Ilya Sutskever, the former chief scientist at OpenAI, has noted several times that text is the projection of the world. But how much of that is linked with LLMs is still questionable. LLMs, in a way, are building cognitive architecture from scratch, echoing the evolutionary and real-time learning processes, albeit with a bit more electricity.
One insightful comment noted, “An essential similarity between the human brain and LLMs is that they are essentially compression algorithms… compressing massive amounts of world data into worldviews that provide predictive models to guide action.”
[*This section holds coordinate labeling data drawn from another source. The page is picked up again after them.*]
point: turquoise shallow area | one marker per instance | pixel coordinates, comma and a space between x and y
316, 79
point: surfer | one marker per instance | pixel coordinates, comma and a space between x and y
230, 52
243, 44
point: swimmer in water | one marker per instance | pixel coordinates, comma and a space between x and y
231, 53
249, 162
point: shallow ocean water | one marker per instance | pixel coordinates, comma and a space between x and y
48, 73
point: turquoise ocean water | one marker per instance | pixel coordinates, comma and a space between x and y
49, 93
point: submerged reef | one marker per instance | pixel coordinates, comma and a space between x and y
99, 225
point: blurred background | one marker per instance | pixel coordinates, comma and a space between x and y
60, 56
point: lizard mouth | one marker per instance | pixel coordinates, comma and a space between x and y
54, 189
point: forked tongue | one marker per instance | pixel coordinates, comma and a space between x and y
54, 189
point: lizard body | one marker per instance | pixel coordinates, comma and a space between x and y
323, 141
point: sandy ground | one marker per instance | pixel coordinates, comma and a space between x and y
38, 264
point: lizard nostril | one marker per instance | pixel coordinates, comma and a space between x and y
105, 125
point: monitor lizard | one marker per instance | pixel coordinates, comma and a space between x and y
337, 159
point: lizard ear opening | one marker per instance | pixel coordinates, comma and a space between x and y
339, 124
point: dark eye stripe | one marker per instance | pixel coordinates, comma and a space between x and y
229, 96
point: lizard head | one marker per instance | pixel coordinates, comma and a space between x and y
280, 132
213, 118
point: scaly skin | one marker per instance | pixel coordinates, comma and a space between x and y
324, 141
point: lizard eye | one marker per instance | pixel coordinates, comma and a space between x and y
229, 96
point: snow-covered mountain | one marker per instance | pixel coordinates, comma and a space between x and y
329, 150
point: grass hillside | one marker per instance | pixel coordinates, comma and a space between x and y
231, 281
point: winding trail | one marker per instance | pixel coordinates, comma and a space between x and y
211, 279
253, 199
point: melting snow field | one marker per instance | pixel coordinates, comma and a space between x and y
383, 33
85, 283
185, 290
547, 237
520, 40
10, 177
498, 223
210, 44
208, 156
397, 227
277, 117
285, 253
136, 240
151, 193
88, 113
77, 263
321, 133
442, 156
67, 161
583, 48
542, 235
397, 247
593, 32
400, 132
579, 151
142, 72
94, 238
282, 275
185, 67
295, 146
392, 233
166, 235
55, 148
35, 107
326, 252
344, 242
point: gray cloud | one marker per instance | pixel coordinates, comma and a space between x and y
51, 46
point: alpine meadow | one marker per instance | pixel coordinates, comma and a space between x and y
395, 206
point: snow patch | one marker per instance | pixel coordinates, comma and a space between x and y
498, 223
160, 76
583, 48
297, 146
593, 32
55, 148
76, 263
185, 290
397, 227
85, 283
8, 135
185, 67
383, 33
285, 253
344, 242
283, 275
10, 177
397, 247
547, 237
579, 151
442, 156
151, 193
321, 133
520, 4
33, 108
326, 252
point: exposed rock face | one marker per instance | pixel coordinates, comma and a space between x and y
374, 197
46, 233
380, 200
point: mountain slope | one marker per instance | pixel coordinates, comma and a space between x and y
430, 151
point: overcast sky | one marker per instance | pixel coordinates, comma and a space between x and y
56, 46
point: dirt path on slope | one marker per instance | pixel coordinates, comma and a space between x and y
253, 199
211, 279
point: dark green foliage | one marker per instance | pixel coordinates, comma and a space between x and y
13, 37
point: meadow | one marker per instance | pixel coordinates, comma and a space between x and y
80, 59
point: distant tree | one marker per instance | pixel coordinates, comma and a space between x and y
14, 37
The brain’s architecture is that of a finely tuned machine, learning efficiently from small amounts of data in real time. LLMs, on the other hand, need vast amounts of data and computational power to get anywhere close to that level of performance.
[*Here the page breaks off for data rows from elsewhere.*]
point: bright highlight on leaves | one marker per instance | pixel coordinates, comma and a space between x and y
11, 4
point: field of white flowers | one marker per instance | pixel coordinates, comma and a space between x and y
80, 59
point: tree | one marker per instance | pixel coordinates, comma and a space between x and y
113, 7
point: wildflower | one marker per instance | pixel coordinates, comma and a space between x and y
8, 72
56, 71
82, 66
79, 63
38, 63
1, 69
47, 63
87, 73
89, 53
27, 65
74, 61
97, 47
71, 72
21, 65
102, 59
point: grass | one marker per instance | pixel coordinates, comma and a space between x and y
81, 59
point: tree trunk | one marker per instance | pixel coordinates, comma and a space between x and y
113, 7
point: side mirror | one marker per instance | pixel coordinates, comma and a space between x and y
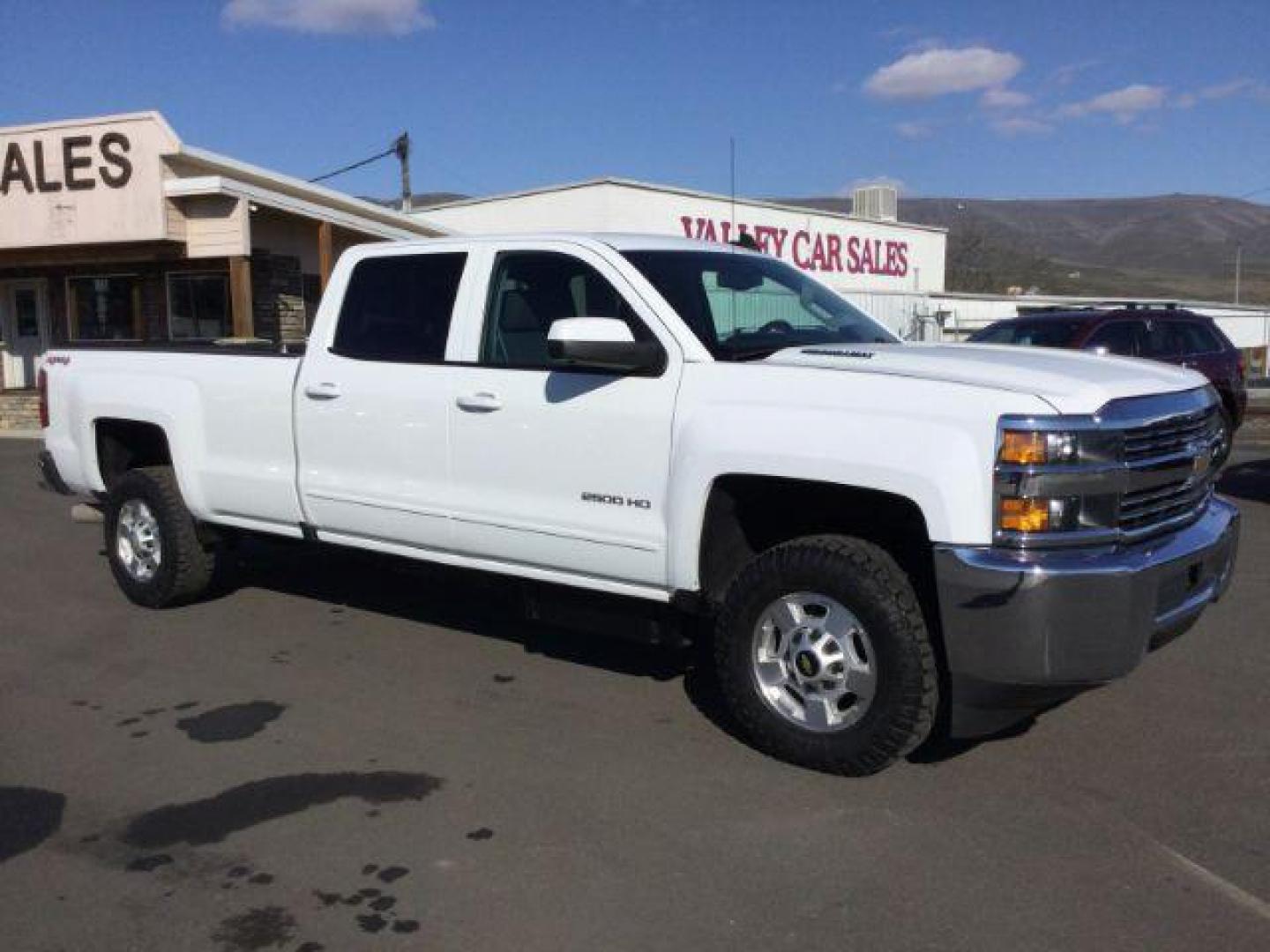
602, 344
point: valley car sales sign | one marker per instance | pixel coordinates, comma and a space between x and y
811, 250
78, 183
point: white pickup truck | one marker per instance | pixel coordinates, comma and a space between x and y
880, 532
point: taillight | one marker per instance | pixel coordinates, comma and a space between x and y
42, 383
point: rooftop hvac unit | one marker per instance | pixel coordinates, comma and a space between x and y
875, 202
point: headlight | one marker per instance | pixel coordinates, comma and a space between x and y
1050, 480
1038, 449
1039, 514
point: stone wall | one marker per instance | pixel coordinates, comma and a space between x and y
279, 296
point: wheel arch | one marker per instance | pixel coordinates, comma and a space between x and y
747, 514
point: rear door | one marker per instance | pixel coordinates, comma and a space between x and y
1204, 352
557, 467
372, 401
1122, 338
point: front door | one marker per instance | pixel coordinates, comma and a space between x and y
556, 467
25, 331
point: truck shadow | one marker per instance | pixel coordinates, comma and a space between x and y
621, 635
1247, 480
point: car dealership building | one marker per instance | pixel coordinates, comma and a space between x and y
868, 250
113, 228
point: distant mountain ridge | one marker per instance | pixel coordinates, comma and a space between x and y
1159, 245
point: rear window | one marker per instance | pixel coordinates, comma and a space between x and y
1052, 333
398, 309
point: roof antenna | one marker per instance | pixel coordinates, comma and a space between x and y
732, 175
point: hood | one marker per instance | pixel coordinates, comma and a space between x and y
1071, 381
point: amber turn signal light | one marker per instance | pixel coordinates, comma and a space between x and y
1022, 449
1025, 514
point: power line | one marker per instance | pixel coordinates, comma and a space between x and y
385, 153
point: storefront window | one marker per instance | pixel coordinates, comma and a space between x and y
106, 308
198, 306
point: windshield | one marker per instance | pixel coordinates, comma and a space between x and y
744, 306
1050, 333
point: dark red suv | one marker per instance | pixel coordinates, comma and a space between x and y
1168, 334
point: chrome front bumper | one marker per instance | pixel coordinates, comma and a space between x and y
1022, 628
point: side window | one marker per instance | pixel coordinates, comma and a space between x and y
1161, 343
398, 308
1119, 338
1197, 339
530, 291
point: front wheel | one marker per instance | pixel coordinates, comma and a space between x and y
153, 541
823, 657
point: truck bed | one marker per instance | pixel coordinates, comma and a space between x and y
227, 412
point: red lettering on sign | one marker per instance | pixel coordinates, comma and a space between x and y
800, 239
833, 253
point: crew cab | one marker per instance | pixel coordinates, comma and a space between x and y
877, 531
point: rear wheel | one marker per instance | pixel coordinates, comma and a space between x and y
153, 541
823, 657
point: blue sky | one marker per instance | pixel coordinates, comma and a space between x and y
990, 100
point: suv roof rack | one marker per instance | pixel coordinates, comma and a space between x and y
1137, 305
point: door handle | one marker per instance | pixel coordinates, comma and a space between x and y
482, 403
322, 391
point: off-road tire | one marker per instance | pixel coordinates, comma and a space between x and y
187, 566
868, 582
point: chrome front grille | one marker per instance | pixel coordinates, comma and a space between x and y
1175, 435
1169, 465
1143, 467
1146, 509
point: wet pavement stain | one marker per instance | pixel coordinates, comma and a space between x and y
149, 863
231, 723
28, 816
211, 820
392, 874
267, 926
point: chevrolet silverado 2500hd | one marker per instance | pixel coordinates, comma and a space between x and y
874, 527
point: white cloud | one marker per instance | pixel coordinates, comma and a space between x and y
1004, 100
932, 72
1224, 90
395, 18
1020, 126
1065, 75
1123, 104
914, 130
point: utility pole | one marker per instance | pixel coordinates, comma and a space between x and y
1238, 264
403, 150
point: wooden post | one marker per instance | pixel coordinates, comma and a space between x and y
325, 253
240, 296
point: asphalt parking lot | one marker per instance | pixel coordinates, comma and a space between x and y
340, 752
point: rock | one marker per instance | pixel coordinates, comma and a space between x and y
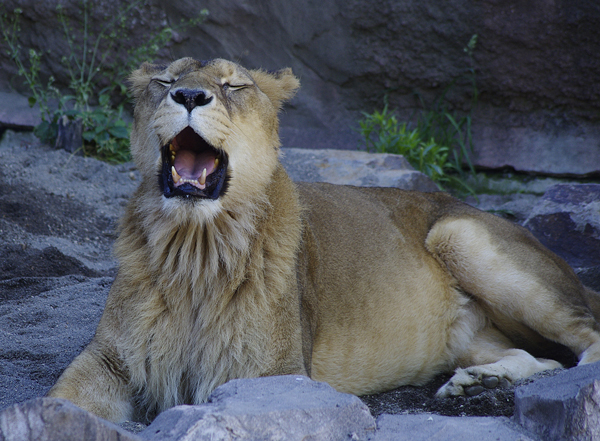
15, 112
536, 66
429, 427
270, 408
567, 221
51, 419
354, 168
566, 406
On the other hand, it’s a misconception that LLMs are all about scaling up datasets. In fact, progress is happening with ever-smaller datasets and clever techniques like synthetic data generation with positive-feedback cycles, and even very small models such as Phi-3 and Llama.
One user wisely noted, “Our brain isn’t one architecture for all processes. There are different parts of our brain that process things differently to do different things in life.” Indeed, while LLMs emulate parts of the brain related to language, there’s still much work to be done.
Diffusion models, tackling visual processing, and retrieval-augmented generation (RAG), are trying to mimic the hippocampus. But the road to AGI is long and winding, with many more brain regions to cover.
Then what to focus on? A little bit more of LLMs
Just as LeCun suggests, there are many people working in different fields of AI to figure out things other than LLMs.
A Reddit thread sparked this conversation, asking, “What is it like to work on niche topics that aren’t LLM or Vision?” One user shared, “I shifted my focus from computer vision to ML theory. Now I’m working on kernel methods which are nascent but hold promise to explain and interpret large and over-parameterised networks.”
While LLMs grab the headlines, the world of AI research is full of unsung heroes working on everything from speech synthesis to climate modelling. As one comment wisely put it, “Most of the cooler AI applications aren’t chatbots or generating bounding boxes on camera feeds.”
The bottom line is – LLMs are algorithms that utilise extensive datasets, rely on unsupervised learning, generalise skills not explicitly trained for, and have broad applicability to various downstream tasks. This approach resembles human intelligence, but current LLMs are not upgrading themselves every second like humans.
This is one discussion that can go on for the longest time. Humans can continuously learn, while models trained on static datasets with current training methods cannot. But it might be too soon to write off LLMs.